You gotta see this… That is the promise of The QYOU, which claims to be the first international television network based on online video. It now has an app, blending the features of a linear channel with video on demand functions. The co-founder and chief executive of the start-up company discussed the proposition with informitv.
The QYOU launched in October 2014 as a traditional television channel offering ‘must-see’ short-form videos selected from a roster of creators and multichannel networks. These are delivered through presenter-led shows as part of a multiscreen pay-television service.
It allows providers of subscription television, both traditional pay-television and subscription video on demand, to offer a curated collection of licensed, rights-cleared online videos as part of their service. The traditional linear channel is sensibly free of advertising. The videos are also available to view on demand. Now the channel and the individual videos are available to subscribers through an integrated app.
The channel is delivered as a high-definition satellite feed. The intention is that service providers include it as part of their programming line-up. For instance, it is currently offered as part of the Deutsche Telekom Entertain telco television service.
Scott Ehrlich is the co-founder and chief executive of The QYOU, which is based in Ireland. He was previously part of the management team that launched the Fox News Channel and went on to launch web sites for News Corp, before becoming responsible for media acquisition and distribution at RealNetworks, over a decade ago.
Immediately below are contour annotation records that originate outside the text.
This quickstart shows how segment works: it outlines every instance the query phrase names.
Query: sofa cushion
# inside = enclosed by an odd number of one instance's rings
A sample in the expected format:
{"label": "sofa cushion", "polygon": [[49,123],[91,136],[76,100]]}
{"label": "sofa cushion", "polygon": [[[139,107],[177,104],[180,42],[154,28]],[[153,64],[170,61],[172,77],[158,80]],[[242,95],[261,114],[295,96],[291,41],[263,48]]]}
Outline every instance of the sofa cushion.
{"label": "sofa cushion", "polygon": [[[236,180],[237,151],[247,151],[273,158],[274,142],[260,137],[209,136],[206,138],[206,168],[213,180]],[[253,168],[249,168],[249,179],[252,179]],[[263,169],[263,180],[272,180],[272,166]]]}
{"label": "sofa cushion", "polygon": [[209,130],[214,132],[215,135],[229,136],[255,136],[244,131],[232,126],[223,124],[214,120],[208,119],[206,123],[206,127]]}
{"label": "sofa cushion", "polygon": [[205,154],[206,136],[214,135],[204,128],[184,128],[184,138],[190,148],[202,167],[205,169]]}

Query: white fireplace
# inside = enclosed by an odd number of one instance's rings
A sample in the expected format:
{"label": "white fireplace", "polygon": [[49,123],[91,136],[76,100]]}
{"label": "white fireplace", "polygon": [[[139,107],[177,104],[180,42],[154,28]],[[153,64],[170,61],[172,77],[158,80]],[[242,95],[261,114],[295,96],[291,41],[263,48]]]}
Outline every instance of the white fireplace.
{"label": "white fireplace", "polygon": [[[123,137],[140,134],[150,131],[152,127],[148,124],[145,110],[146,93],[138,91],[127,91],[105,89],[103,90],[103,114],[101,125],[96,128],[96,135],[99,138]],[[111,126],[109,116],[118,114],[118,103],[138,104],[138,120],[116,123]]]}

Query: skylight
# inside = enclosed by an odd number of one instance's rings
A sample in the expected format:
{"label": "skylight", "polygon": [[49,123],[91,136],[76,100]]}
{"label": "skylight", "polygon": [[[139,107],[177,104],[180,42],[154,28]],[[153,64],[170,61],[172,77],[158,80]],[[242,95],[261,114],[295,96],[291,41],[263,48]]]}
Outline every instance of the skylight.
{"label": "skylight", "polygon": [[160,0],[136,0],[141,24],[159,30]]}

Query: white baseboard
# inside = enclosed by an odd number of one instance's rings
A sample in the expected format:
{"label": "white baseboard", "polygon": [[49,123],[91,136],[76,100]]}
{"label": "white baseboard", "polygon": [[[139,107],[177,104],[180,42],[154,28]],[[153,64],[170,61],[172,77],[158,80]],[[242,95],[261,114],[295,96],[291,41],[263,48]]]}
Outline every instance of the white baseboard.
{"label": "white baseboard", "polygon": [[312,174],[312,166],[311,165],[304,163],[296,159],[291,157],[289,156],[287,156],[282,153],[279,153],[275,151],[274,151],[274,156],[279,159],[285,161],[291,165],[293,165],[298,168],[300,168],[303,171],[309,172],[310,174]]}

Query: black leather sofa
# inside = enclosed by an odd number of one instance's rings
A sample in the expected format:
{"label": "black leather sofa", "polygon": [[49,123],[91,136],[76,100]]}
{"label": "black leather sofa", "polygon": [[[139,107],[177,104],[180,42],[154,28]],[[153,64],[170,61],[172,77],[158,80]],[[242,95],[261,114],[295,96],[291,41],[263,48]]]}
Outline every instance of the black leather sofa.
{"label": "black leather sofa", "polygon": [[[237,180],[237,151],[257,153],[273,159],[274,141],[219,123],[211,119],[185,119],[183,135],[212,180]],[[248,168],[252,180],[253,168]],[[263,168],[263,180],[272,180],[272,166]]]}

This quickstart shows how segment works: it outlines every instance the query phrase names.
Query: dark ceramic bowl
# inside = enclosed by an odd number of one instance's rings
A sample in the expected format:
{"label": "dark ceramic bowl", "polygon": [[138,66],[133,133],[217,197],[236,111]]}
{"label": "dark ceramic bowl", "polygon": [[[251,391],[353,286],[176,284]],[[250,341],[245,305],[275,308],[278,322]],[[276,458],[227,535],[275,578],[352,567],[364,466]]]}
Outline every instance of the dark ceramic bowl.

“In an increasingly connected, TV Everywhere world, premium platforms need tools that will help them create and enhance the subscriber value proposition,” he said. “Our app delivers this for mobile users by balancing active, passive, and personal viewing modes to create a more customised experience that can be adapted according to a user’s mood, location or inspiration.”
“What sets it apart though is the app’s capability to allow viewers to not only rewind but also skip forward during a linear program so they can move freely around the content as they wish,” he added. “To the best of our knowledge The QYOU on mobile is the first linear video channel in the world to offer viewers this level of flexibility.”
This is available as a standalone app branded The QYOU, or it can be integrated within the existing app of a service provider.
The idea of watching short-form videos on a traditional television channel may appear rather anachronistic, but combined with interactivity and the sort of features now associated with online video it seems to work.
Videos are generally between two and six minutes in length, with high production values. They are played in rotation, rather like a music station. Programming is organised in four three-hour blocks around different day parts.
The feel is rather like that of music television when MTV first started, but with the benefit of interactivity.
For service providers, it offers a way of incorporating the world of online video in a conventional subscription package.
For users, it provides a continuously updated variety of viewing without the need to search for something to watch.
The QYOU has raised a total of $11 million in funding since it was founded in 2013. That is not a lot on which to launch an international television network but it has been enough to make an initial impression.